Post-exposure prophylaxis with the probiotic Lacticaseibacillus rhamnosus GG (LGG) led to prolonged time to COVID-19 infection, reduced incidence of symptoms, and gut microbiome changes, but not overall incidence, a study suggests.
There is emerging data suggesting the potential of probiotics to prevent respiratory tract infections. [Nature 2017;548:407-412; Cochrane Database Syst Rev 2015;2:CD006895; Br J Nutr 2014;112:41-54] “[T]hus, probiotics may be a low-risk, low-cost, and easily implementable modality to reduce the risk of COVID-19,” said the researchers.
“In our study … those randomized to LGG had fewer symptoms and prolonged time to development of COVID-19 compared with those receiving placebo,” they said. “While there was a trend to decreased COVID-19 incidence in participants [on] LGG, it was not statistically significant.”
To evaluate the efficacy of LGG as prophylaxis ≤7 days post-COVID-19 exposure, 182 individuals (63 percent women) with household exposure to someone with confirmed COVID-19 diagnosed within ≤7 days were included in the study. They were randomized 1:1 to LGG capsules (containing ten billion colony-forming units of LGG) or placebo once daily for 28 days. [Clin Nutr 2024;43:259-267]
Those on LGG were significantly less likely to report any symptoms by day 28 (26.4 percent vs 42.9 percent; p=0.02) and had significantly prolonged time to onset of symptoms (plog rank=0.006).
Among symptomatic individuals during the study period (n=77), 22 had laboratory-confirmed COVID-19. Time to COVID-19 diagnosis was significantly prolonged for LGG vs placebo recipients (plog rank=0.049). While there was a trend towards reduced COVID-19 incidence among LGG recipients, the difference was not statistically significant (8.8 percent vs 15.4 percent; p=0.17).
Of those who reported at least one adherence timepoint (n=110), adherence did not differ between the LGG and placebo arms (p=0.82). There was no significant difference in the fraction of participants who attributed symptoms to LGG vs placebo (8.8 percent vs 23.1 percent; p=0.32), but the odds of stopping product use due to symptoms attributed to the product was lower with the former vs the latter (0 percent vs 5.5 percent; p=0.02).
In the microbiome analyses (260 stool samples from 106 participants), LGG recipients had a significantly greater abundance of L. rhamnosus compared with those on placebo. “[This suggests] that participants were adherent to study therapy and that microbial community structure differentiated in response to probiotic treatment,” the researchers explained.
Despite the lack of difference in α-diversity between the LGG and placebo arms, a significant difference was seen in the overall structure of the stool microbiota (ie, ß-diversity; p=0.001).
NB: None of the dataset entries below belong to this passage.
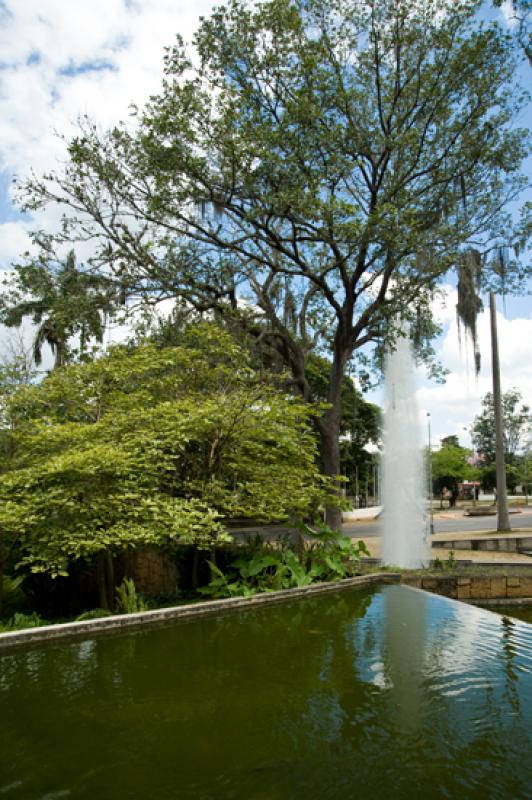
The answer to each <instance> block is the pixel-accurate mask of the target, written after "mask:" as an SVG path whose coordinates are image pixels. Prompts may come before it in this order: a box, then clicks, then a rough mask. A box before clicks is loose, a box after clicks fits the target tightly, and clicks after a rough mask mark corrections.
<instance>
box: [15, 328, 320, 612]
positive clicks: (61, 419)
mask: <svg viewBox="0 0 532 800" xmlns="http://www.w3.org/2000/svg"><path fill="white" fill-rule="evenodd" d="M310 414H311V410H310V409H309V407H308V406H307V405H306V404H304V403H303V402H302V401H301V400H300V399H297V398H294V397H289V396H287V395H286V393H284V392H280V391H278V390H276V389H274V388H272V386H271V385H270V384H268V383H267V382H265V381H261V380H260V379H259V378H258V377H257V375H256V374H255V373H254V372H253V370H251V369H250V368H249V366H248V363H247V359H246V353H245V352H244V351H243V350H241V349H240V348H239V347H238V346H237V345H235V344H234V342H233V341H232V340H231V338H230V337H229V336H228V335H227V334H224V333H223V331H220V330H218V329H216V328H215V327H213V326H209V325H207V326H200V327H196V328H193V329H188V330H187V332H186V337H185V335H184V339H183V343H182V345H181V346H180V347H172V348H158V347H156V346H154V345H152V344H144V345H141V346H139V347H136V348H130V347H124V346H122V347H117V348H114V349H112V350H111V351H110V352H109V353H108V354H107V355H106V356H105V357H102V358H99V359H97V360H95V361H92V362H89V363H87V364H72V365H68V366H66V367H64V368H63V369H61V370H56V371H53V372H52V373H51V374H50V375H49V376H48V377H47V378H46V379H45V380H44V381H43V382H42V383H40V384H38V385H33V386H27V387H22V388H20V389H19V390H18V392H16V393H15V394H14V395H12V396H11V397H10V399H9V401H8V403H7V409H6V415H7V419H6V423H5V425H6V428H7V430H4V431H3V430H2V427H1V426H0V434H5V436H6V437H8V438H9V440H10V442H11V447H10V448H9V451H10V452H9V458H6V459H5V460H4V461H3V462H1V463H0V548H1V546H2V543H3V542H4V543H6V542H7V543H9V545H10V546H11V547H12V548H13V549H14V550H15V551H16V552H17V553H18V555H19V559H20V563H21V564H23V565H26V566H27V567H29V568H30V569H31V570H32V571H34V572H47V573H50V574H52V575H60V574H66V573H68V571H69V569H70V568H71V566H72V564H73V563H74V562H76V561H80V560H82V561H83V560H91V559H92V558H94V557H98V559H99V560H100V561H101V562H102V563H104V564H105V563H107V564H109V563H110V559H109V556H111V555H112V554H115V553H118V552H121V551H124V550H126V549H128V548H135V547H142V546H143V545H146V544H157V545H163V546H164V545H165V544H166V545H168V544H172V543H174V544H175V543H188V544H193V545H195V546H196V547H198V548H208V547H211V546H213V545H215V544H216V543H217V542H223V541H228V540H230V537H229V536H228V534H227V531H226V530H225V528H224V526H223V524H222V521H221V518H225V519H227V518H234V517H242V516H244V517H253V518H254V519H256V520H260V521H262V522H276V521H286V520H295V519H299V520H303V519H309V518H312V515H313V514H314V513H316V512H317V509H318V508H319V506H320V504H321V503H322V502H323V499H324V491H325V483H324V480H323V477H322V476H321V475H320V473H319V470H318V468H317V465H316V442H315V437H314V435H313V432H312V430H311V428H310V425H309V417H310ZM0 554H1V550H0ZM0 566H1V559H0ZM104 572H105V570H103V569H102V573H104ZM109 572H110V571H109ZM0 577H1V576H0ZM105 594H106V592H105V591H103V592H102V601H104V600H105Z"/></svg>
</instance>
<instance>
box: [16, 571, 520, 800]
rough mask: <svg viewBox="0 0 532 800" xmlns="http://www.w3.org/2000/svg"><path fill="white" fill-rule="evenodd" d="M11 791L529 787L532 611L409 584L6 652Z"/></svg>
mask: <svg viewBox="0 0 532 800" xmlns="http://www.w3.org/2000/svg"><path fill="white" fill-rule="evenodd" d="M0 720H1V723H0V798H1V800H4V798H6V800H7V799H9V800H11V798H13V799H14V798H16V799H17V800H19V799H21V798H24V799H25V800H26V799H27V800H30V799H31V800H56V799H57V800H59V798H65V799H66V798H83V800H85V799H86V800H89V798H90V800H122V799H126V798H135V800H136V799H137V798H138V799H139V800H140V799H141V798H142V799H144V798H145V799H146V800H159V798H161V799H163V798H164V799H165V800H171V799H172V798H195V799H197V800H292V799H294V800H296V799H297V798H301V800H303V798H304V799H305V800H318V798H319V800H329V799H332V798H342V799H344V798H349V799H350V798H370V799H371V800H380V798H383V800H384V799H386V800H387V799H388V798H399V799H400V798H424V800H432V798H451V799H452V800H455V799H456V800H467V799H468V798H479V799H480V798H482V800H487V799H489V800H496V798H508V800H510V799H511V800H520V799H521V798H531V797H532V627H531V626H529V625H526V624H525V623H521V622H508V621H504V620H503V619H502V618H501V617H499V616H497V615H495V614H492V613H490V612H488V611H484V610H483V609H478V608H473V607H469V606H466V605H463V604H460V603H456V602H452V601H447V600H445V599H443V598H440V597H436V596H434V595H428V594H425V593H422V592H417V591H415V590H412V589H408V588H406V587H401V586H386V587H382V588H380V589H377V590H375V591H366V590H365V591H349V592H345V591H344V592H335V593H334V594H329V595H324V596H322V597H319V598H318V597H315V598H306V599H304V600H301V601H298V602H291V603H289V604H283V605H272V606H268V607H263V608H262V609H256V610H254V611H246V612H241V611H239V612H232V613H228V614H226V615H225V616H223V617H219V618H217V619H208V620H201V621H199V620H198V621H190V622H188V623H177V624H172V625H168V626H166V627H164V628H158V629H156V630H153V629H152V630H149V631H146V632H142V633H134V634H128V635H120V636H113V637H101V638H95V639H91V640H85V641H82V642H75V643H70V644H68V645H61V646H59V645H49V646H46V647H40V648H38V649H33V650H28V651H25V652H21V651H18V652H16V653H11V654H9V655H4V656H2V657H1V658H0Z"/></svg>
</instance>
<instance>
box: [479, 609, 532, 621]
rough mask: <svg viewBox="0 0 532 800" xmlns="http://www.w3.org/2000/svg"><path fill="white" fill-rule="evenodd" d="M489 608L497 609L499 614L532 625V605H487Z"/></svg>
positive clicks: (496, 609) (490, 610) (494, 610)
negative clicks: (489, 605)
mask: <svg viewBox="0 0 532 800" xmlns="http://www.w3.org/2000/svg"><path fill="white" fill-rule="evenodd" d="M487 608H489V609H490V611H496V612H497V614H503V615H504V616H505V617H512V618H515V619H520V620H522V621H523V622H528V623H529V624H531V625H532V606H487Z"/></svg>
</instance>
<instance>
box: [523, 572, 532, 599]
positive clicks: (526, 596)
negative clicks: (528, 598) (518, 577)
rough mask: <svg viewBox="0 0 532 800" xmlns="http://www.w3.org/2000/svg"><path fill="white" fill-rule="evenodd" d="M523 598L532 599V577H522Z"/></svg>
mask: <svg viewBox="0 0 532 800" xmlns="http://www.w3.org/2000/svg"><path fill="white" fill-rule="evenodd" d="M520 589H521V592H522V594H521V597H532V575H529V576H526V577H525V576H521V585H520Z"/></svg>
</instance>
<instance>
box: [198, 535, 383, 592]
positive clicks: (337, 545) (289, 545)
mask: <svg viewBox="0 0 532 800" xmlns="http://www.w3.org/2000/svg"><path fill="white" fill-rule="evenodd" d="M299 530H300V533H301V547H300V552H299V554H297V553H296V552H295V550H294V549H293V548H292V547H291V546H290V545H289V543H288V540H287V539H281V540H279V541H278V542H276V543H275V544H271V543H265V542H262V541H260V540H256V541H255V542H254V543H252V544H251V545H248V547H247V548H246V549H245V550H244V552H242V554H241V555H239V556H238V557H237V558H236V559H235V560H234V561H232V562H231V563H230V564H229V566H228V567H227V569H226V571H225V572H223V571H222V570H221V569H220V568H219V567H218V566H217V565H216V564H214V563H213V562H212V561H209V562H208V563H209V567H210V569H211V581H210V583H209V584H208V586H203V587H201V588H200V589H199V590H198V591H199V592H200V593H201V594H203V595H205V596H208V597H212V598H223V597H241V596H242V597H250V596H252V595H254V594H257V593H258V592H274V591H278V590H279V589H292V588H296V587H300V586H308V585H309V584H311V583H317V582H321V581H335V580H341V579H342V578H345V577H347V576H348V575H350V574H351V573H352V567H353V564H354V563H358V562H359V561H360V555H361V553H365V554H366V555H369V553H368V551H367V549H366V546H365V545H364V542H358V543H357V544H356V545H355V544H353V542H352V541H351V539H349V537H347V536H343V535H342V534H340V533H338V532H337V531H333V530H331V529H330V528H328V527H327V526H325V525H324V526H318V527H317V528H310V527H309V526H308V525H301V526H300V527H299ZM305 537H306V538H305ZM309 540H310V542H309Z"/></svg>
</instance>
Vaccines remain first-line
Evidence shows a potentially significant role of the microbiome and dysbiosis in COVID-19 disease severity and development of long COVID. [Gut 2021;70:698-706; Gut 2022;71:544-552] Hence, studies assessing the role of probiotics and other methods of microbiome optimization are urgently needed, the researchers noted.
“[O]ur results lend credence to the notion that our symbiotic microbes may be valuable partners in the fight against COVID-19 and potentially other future pandemic diseases,” they said. “[But it is important] to note that vaccination should remain first-line in COVID-19 prevention.”
The researchers called for further evaluation of the role of probiotics in larger and vaccinated cohorts and in populations with severe COVID-19. A comparison between pre- and post-exposure prophylaxis with LGG probiotics in high-risk populations is also recommended.